Vizio di forma (2016) USA di Paul Thomas Anderson
Anderson si può fregiare, tra i pochi, del titolo di autore perchè le sue opere sono istoriate nella storia del cinema: tutte. Decidere di portare sullo schermo il romanzo di Pynchon era un’impresa di per sè titanica; riuscire a trasformarlo in un potente affresco visivo mantenendo lo spirito del libro e al contempo dando un’immagine stilistica coerente è un esempio da ammirare.
Se volessimo brutalmente ridurre il film, potremmo parlare di un noir vissuto dopo aver assunto un acido, perduto tra i fumi della droga all’inizio degli anni settanta, in piena età d’oro degli hippy. Sarebbe però una reductio che svilirebbe la complessità del film, la sua straripante forza.
Anderson racconta un’era e un mondo ormai scomparso immergendo il pubblico nell’atmosfera dell’epoca, sedimentando i diversi livelli di comprensione di un’epoca con tocchi espressivi e momenti surreali. La trama, i personaggi, l’intreccio sono relativamente importanti. Si tratta di un noir che non ha soluzioni, ma solo la disperata esigenza della vita e dell’amore da parte di un uomo. Nulla è ciò che sembra, niente è realmente come si presenta e non c’è un filo realmente logico.
Lo spettatore è libero di annodare le parti come meglio crede, cogliendo gli aspetti più familiari perchè Anderson non vuole raccontare tutto, ma solo depistarci come fa la vita. Siamo burattini in una realtà più complessa e l’unica cosa che resta da fare è afferrare il senso generale, lasciarsi cullare dal flusso.

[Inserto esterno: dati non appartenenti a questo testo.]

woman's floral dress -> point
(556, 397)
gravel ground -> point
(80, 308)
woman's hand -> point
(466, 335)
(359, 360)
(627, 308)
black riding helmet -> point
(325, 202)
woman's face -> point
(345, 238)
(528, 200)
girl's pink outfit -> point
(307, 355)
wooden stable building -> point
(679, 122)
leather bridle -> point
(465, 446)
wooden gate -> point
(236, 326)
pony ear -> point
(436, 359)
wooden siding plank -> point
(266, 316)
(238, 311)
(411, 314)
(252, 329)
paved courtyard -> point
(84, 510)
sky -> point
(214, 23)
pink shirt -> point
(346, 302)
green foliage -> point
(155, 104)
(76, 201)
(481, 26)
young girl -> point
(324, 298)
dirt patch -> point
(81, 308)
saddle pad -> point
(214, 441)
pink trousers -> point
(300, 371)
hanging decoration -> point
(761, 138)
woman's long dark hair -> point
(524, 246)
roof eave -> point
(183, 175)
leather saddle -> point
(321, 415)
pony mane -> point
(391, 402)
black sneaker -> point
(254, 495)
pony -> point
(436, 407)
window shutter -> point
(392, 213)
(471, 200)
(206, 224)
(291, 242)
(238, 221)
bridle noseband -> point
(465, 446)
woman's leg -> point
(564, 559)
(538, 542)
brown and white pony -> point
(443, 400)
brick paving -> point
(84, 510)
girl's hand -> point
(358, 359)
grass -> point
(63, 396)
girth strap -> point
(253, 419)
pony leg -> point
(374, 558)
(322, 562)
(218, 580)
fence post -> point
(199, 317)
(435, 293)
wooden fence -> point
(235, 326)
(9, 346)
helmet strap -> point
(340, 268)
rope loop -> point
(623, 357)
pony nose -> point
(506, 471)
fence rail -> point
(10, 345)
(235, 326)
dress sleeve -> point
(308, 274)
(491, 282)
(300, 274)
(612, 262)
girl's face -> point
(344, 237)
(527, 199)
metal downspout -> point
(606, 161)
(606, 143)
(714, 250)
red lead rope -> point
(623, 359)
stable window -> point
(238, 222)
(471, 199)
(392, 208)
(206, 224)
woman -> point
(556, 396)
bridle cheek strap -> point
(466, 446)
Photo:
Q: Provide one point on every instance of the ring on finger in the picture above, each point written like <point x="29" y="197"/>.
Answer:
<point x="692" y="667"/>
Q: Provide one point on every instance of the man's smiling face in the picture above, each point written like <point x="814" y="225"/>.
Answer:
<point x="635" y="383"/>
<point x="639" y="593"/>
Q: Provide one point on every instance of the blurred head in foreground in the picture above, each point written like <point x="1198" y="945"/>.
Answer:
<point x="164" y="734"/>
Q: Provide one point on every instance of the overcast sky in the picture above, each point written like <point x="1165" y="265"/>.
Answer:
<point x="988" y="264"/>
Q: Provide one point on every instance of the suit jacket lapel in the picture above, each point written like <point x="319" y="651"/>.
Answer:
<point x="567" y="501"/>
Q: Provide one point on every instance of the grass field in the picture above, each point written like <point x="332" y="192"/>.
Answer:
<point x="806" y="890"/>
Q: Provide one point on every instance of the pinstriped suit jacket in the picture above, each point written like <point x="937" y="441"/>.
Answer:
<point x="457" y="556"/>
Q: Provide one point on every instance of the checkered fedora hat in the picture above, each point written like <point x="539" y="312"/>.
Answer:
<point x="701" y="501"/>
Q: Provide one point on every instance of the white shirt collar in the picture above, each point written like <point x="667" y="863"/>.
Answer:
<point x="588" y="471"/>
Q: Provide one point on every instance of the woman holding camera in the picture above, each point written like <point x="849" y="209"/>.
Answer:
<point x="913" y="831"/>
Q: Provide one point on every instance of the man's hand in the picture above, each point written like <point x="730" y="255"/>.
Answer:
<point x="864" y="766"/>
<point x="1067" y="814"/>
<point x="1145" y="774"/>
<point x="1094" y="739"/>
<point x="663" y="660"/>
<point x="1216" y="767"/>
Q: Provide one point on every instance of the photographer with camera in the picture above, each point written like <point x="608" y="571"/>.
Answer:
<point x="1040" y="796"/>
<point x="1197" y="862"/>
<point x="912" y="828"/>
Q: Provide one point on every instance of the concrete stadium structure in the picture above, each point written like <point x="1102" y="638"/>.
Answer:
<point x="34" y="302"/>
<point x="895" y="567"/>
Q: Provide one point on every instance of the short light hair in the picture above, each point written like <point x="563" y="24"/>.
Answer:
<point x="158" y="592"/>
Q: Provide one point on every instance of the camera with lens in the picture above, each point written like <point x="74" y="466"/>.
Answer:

Phoenix è un detective intontito dalla droga, un uomo senza qualità che si aggira nella California Reaganiana mentre alla presidenza c’è Nixon con il suo mondo paranoico e deviato. Il poliziotto (Brolin) è speculare al protagonista Larry nella sua incapacità di comprendere il mondo ed il suo senso. In una scena significativa si mette a trangugiare erba con fare meccanico e disperato, consapevole di non avere il minimo controllo della vita, represso in famiglia, disperato nella notte, impossibilitato a quietare i propri fantasmi.
L’America degli anni 70 è un luogo di “fantasmi”, spettri che si aggirano con fare edonistico che copre solo una totale disperazione, un senso di inutilità che la droga, i soldi, la politica non riescono a riempire.
Così Larry ricorda un altro personaggio cult del cinema: il drugo Lebovski. Anticipatore o successore (i corti circuiti temporali del cinema sanno proporre quesiti affascinanti), tetragono protagonista di un mondo che non c’è più. Magnifico.